Another limitation is the self-report nature of the BIS, as it is unclear whether adolescents in particular possess the necessary insight and judgment to accurately answer questionnaires about their behavioral tendencies. It is difficult to guarantee that individuals all interpret the questions and choices in the same manner. Different individuals may also have social desirability biases toward endorsement or denial.

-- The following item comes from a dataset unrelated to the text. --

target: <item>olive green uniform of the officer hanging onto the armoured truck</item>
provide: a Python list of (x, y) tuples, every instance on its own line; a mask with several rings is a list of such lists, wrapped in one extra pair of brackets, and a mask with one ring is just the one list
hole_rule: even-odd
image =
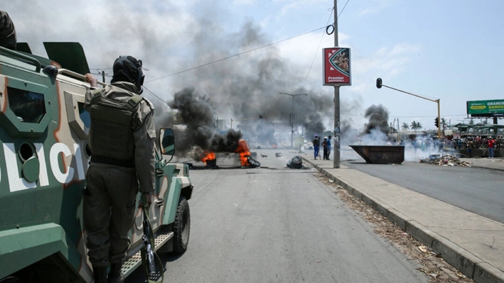
[[(134, 223), (136, 194), (138, 191), (154, 192), (156, 131), (154, 106), (145, 98), (136, 101), (137, 104), (130, 116), (118, 118), (114, 111), (110, 111), (111, 121), (114, 118), (129, 121), (123, 121), (116, 126), (109, 126), (107, 121), (96, 123), (96, 120), (93, 120), (95, 115), (93, 113), (96, 113), (93, 112), (93, 107), (96, 109), (97, 104), (93, 98), (97, 94), (102, 95), (104, 100), (120, 103), (132, 99), (132, 96), (138, 94), (138, 90), (129, 82), (115, 82), (102, 91), (91, 88), (85, 97), (85, 109), (90, 112), (92, 121), (90, 127), (92, 157), (86, 173), (87, 188), (83, 207), (89, 250), (87, 255), (93, 266), (105, 267), (112, 263), (124, 262), (131, 243), (128, 231)], [(107, 127), (110, 131), (107, 131)], [(130, 136), (124, 138), (124, 133)], [(129, 143), (127, 140), (132, 141), (132, 146), (124, 145)], [(100, 148), (97, 145), (100, 145)], [(123, 149), (123, 152), (127, 151), (126, 154), (131, 160), (118, 162), (117, 155), (113, 155), (117, 152), (117, 148)], [(95, 157), (95, 152), (100, 152), (101, 158)], [(107, 152), (110, 152), (110, 156), (106, 156)]]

Lastly, the nature of the twin design relies on several assumptions that are occasionally challenged in the literature, such as random mating, and shared environment being equivalent for MZ and DZ pairs. If these assumptions are erroneous, heritability estimates may be biased (Plomin et al. 2001). While prior studies have suggested some positive assortative mating for impulsivity (Krueger et al. 1998), such assortment would result in increased DZ but not MZ twin resemblance, thereby inflating estimates of shared twin environment if not taken into account. The lack of any shared environmental effects on the BIS in the present study, therefore, gives less cause for concern in this regard.
Future directions
Given our finding that impulsivity is influenced by additive genetic and non-shared environment, the specific nature of these influences deserves further study. A next step would be to investigate candidate genes such as 5-HTTLPR or MAO-A in relation to self-reported impulsivity, in order to build a more complete understanding of the biological and genetic underpinnings of impulsive behavior. There should also be investigation of the qualities of non-shared environmental experiences that contribute to development of impulsivity, for example peer group, or academic experience.
Conclusions
This study examined three facets of impulsive tendencies in adolescents at two time points: age 11–13 years and 14–16 years. Using the Barratt Impulsiveness Scale’s three-subscale factor structure, which examines inattention, motor, and non-planning impulsivities, our analyses found additive genetic and non-shared environmental influences on impulsivity. Some of these influences acted on all three facets jointly through a latent common factor, and some specific additive genetic and non-shared environmental influences were found for each subscale individually. Our results suggest that stability of impulsive tendencies across the span of early adolescence is primarily due to genetic influences, although additional genetic and environmental effects also come into play at later ages.